In fact, there were periods when it was not considered at all. A Section 10 report after Phoenix’s death noted there was “minimal (CFS) contact” with the couple until the birth of Kematch’s third child in 2001.
Social worker Delores Chief-Abigosis held the file in 2001 when Samantha Kematch went to hospital to give birth for the third time. She didn’t know Kematch was pregnant. Granted, Kematch had a history of hiding her pregnancies, but it doesn’t sound like her worker was looking at her very carefully.
Echo was born when Kematch was 19. Her first child, born when she was 16, was seized at birth and made a permanent ward of CFS, lucky duck. A file note reveals Kematch had a second chance with him but “was not able to feed him or meet his basic needs.”
So Chief-Abigosis gets a call from a social worker at the hospital, alerting her to the new baby. She does not come to HSC to visit the family. They are sent home with their newborn. A hospital note indicates the social worker would follow up in the community with Mom, Dad, Phoenix and baby.
Did she? Chief-Abigosis has yet to testify, so all we have to go on is the family’s thick file. CFS thought things were going so well with Kematch and Sinclair when baby Echo was born they considered closing the file.
On May 9, a visit by CFS was made to the home. No one was there. By July, concerns were raised about the care of the children. Kematch was allegedly drinking up the Child Tax Benefit. The couple had separated and Sinclair was the primary caregiver for his daughters. CFS knew he had been charged with assaulting Kematch. That didn’t move them to the top of the priority list.
Chief-Abigosis left the agency in mid-July 2001. Social worker Kathy Peterson Epps, who had been Steve Sinclair’s worker when he was a kid, caught the file in August. There was no contact during that time. The family was one of 30 on Peterson Epps’ caseload. There was no transition meeting with Chief-Abigosis.
It was Peterson Epps, acting informally at the request of Steve Sinclair and his sisters, who learned the wheels had fallen off. She wrote a memo to Chief-Abigosis while she was still handling the case and placed it on her desk.

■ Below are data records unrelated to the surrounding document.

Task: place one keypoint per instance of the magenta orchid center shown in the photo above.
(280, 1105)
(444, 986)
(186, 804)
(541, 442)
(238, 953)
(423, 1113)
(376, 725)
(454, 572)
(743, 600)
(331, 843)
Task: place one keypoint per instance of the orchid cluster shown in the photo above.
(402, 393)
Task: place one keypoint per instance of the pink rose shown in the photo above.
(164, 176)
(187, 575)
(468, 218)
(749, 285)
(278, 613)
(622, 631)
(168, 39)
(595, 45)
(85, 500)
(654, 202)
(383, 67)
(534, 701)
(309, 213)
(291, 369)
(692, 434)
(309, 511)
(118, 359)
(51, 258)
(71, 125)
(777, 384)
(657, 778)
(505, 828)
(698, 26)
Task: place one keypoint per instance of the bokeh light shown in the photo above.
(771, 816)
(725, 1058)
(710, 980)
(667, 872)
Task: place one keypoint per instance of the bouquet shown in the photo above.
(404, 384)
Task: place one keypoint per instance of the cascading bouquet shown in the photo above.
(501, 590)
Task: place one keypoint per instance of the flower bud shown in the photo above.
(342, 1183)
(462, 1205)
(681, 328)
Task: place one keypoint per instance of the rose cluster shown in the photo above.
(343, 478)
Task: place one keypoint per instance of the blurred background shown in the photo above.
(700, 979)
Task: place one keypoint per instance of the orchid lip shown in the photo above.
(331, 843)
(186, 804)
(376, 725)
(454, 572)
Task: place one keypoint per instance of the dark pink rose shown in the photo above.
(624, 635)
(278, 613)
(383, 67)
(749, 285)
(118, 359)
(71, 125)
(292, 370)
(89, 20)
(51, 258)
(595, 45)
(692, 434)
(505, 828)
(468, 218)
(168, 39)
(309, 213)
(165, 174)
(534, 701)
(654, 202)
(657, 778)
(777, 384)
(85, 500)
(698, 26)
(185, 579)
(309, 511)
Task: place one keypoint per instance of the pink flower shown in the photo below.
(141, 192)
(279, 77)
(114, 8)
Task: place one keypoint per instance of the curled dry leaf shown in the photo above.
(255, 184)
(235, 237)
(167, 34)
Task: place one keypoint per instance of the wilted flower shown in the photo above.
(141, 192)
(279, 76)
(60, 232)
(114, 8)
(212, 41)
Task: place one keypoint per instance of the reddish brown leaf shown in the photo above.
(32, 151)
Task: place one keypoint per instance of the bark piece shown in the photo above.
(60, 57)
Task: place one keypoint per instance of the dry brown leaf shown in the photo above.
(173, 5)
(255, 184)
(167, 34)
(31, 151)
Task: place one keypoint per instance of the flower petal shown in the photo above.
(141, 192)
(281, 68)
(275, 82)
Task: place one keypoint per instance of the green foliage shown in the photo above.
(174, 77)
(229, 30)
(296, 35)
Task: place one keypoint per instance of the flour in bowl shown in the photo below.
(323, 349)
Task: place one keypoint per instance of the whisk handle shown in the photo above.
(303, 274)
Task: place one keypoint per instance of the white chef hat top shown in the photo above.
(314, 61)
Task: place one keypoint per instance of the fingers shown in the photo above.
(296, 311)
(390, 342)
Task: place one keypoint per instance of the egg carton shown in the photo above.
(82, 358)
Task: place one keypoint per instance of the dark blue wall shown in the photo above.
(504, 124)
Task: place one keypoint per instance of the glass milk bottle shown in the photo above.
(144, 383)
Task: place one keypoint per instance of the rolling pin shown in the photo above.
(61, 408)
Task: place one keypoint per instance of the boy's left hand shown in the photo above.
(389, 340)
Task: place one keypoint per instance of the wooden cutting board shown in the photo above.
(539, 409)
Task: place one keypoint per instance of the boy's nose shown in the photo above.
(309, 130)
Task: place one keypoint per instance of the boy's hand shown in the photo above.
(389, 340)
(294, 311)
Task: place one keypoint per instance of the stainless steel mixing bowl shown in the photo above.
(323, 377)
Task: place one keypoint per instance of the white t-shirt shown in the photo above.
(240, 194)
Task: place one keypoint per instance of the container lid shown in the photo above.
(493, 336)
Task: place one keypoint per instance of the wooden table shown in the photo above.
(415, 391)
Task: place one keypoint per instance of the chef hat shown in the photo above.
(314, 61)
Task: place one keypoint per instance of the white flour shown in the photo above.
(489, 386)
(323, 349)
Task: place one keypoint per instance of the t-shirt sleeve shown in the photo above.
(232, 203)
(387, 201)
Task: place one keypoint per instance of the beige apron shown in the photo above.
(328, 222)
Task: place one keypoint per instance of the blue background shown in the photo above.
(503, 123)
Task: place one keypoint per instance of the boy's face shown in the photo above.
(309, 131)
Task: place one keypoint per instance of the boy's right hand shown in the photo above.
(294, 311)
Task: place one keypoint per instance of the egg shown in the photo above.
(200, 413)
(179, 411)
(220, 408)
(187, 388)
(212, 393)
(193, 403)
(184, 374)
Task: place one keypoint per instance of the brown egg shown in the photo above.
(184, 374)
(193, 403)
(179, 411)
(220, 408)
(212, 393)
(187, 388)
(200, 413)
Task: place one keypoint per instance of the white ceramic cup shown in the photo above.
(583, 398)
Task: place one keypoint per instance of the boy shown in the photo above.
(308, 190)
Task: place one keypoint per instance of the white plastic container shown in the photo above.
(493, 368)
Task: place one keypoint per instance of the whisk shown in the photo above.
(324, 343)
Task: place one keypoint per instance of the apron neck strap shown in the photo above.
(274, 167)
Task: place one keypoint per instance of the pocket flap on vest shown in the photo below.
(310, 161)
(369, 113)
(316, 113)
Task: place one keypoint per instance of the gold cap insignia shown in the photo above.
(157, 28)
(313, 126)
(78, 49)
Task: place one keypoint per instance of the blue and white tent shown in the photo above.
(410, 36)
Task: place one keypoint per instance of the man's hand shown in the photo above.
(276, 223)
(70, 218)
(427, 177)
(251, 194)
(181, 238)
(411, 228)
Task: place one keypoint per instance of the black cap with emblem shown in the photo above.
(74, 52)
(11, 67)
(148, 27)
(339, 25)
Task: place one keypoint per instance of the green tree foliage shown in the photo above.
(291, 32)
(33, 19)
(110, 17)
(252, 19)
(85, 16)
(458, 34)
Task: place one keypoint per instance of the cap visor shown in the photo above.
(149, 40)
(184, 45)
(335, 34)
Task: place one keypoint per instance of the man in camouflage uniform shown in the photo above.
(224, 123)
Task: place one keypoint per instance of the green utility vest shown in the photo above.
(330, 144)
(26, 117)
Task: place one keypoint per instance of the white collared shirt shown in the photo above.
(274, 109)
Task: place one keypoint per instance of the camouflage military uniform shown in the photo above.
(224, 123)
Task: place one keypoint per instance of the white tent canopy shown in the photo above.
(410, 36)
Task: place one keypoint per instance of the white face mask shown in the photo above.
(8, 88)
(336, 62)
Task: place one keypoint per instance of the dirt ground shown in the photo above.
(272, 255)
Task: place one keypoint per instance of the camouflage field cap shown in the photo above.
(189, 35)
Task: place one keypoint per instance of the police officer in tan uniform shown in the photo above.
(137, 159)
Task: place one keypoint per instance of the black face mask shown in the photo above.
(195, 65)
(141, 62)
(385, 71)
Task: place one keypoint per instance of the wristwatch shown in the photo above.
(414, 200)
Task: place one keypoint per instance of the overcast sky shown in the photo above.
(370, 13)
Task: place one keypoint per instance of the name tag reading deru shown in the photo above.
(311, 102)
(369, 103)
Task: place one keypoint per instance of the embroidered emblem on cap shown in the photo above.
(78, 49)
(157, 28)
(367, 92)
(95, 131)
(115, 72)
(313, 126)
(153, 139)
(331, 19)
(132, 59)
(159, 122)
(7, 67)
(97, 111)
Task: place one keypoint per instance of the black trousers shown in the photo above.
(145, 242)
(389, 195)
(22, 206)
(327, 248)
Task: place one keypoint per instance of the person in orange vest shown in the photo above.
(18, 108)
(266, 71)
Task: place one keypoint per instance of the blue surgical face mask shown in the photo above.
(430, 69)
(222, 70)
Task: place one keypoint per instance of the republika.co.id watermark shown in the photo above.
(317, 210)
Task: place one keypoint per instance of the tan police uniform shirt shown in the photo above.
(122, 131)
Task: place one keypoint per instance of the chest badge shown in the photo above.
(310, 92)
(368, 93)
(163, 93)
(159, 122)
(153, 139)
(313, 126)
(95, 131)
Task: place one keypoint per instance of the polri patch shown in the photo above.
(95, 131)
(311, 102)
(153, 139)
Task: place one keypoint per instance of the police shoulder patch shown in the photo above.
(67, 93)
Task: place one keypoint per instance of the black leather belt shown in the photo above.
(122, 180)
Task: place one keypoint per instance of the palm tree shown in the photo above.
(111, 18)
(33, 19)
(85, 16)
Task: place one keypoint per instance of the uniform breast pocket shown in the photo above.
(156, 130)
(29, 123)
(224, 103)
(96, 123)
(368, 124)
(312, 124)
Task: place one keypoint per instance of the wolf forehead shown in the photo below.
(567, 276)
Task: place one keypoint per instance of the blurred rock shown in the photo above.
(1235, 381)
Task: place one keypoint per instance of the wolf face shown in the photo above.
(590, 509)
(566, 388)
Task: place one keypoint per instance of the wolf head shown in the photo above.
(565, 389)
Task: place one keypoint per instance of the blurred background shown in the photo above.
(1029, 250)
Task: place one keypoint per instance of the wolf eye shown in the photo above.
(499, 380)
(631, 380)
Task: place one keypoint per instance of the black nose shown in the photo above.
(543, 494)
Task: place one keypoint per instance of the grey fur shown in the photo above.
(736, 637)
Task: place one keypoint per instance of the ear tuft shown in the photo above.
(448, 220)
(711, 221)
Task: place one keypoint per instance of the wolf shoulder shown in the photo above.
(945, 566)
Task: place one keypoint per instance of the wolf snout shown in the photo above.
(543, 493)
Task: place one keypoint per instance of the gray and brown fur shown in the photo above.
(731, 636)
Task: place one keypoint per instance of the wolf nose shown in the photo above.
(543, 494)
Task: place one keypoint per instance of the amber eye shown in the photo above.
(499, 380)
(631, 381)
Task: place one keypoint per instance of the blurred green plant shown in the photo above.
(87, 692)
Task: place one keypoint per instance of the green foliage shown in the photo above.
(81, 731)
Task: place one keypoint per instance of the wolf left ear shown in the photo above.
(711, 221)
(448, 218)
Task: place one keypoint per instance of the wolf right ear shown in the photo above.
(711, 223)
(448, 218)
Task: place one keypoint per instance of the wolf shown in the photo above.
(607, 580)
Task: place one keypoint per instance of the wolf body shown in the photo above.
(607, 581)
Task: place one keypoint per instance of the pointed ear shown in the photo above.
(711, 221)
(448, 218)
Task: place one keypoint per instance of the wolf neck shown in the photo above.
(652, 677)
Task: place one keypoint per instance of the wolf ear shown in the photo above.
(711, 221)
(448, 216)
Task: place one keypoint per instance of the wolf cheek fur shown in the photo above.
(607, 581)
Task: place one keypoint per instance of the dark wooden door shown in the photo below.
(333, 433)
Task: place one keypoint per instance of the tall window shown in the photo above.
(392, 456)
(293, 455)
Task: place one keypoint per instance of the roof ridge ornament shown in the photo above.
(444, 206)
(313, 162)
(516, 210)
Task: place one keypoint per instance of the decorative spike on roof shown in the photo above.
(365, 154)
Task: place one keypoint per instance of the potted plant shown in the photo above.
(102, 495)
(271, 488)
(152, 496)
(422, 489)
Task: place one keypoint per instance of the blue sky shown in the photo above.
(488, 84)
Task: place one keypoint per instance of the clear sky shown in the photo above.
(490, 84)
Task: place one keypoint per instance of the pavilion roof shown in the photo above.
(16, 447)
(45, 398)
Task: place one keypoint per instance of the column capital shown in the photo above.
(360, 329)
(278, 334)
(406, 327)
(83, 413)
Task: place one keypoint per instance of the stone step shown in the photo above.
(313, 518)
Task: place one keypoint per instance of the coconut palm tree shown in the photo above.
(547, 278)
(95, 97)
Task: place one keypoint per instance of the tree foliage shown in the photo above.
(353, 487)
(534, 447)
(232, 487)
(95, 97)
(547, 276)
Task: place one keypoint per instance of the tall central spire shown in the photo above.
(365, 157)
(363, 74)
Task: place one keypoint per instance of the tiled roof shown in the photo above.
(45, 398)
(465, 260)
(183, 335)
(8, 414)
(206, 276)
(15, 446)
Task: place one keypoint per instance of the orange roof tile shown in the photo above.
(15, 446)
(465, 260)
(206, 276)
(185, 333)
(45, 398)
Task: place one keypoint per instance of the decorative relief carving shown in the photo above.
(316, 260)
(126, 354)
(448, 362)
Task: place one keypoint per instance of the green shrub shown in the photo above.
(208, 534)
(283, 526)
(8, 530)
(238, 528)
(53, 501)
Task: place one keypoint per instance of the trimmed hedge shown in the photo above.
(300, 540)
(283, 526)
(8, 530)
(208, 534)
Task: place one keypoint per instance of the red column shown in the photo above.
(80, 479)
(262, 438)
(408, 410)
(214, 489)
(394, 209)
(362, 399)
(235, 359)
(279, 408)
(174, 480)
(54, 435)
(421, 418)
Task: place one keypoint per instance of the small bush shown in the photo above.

Sinclair told Peterson Epps he didn’t know he still had a social worker.
There was a newborn and a one-year-old, a mother who was abusing alcohol, and two girls being cared for by a family friend the social worker had never met. This wasn’t child welfare. It was neglect.
They played the pass-the-parcel game with Phoenix from birth. She was one of countless babies born into poverty and despair, so common she didn’t rate on the risk scale. CFS was concerned enough about her mother they scheduled her for a pysch assessment, but when the appointment came, they had not armed the psychiatrist with concerns expressed by prior workers and her foster mother.
It was practically drive-thru psychiatry, an assessment done by a doctor unburdened by Kematch’s history and unaware she had a grocery list of mental-health concerns in her past. His job was to diagnose depression, he testified, and he didn’t find her depressed. The pity is his verdict transformed into a larger and inaccurate truth: There was nothing mentally wrong with the woman who would eventually kill her child.
Despite the surfeit of experts in her young life, Phoenix Sinclair was no more than a series of scribbled, fragmented notes. If anyone was connecting the dots between past and present, maternal and paternal history to immediate danger, it has not been obvious at the inquiry into her death.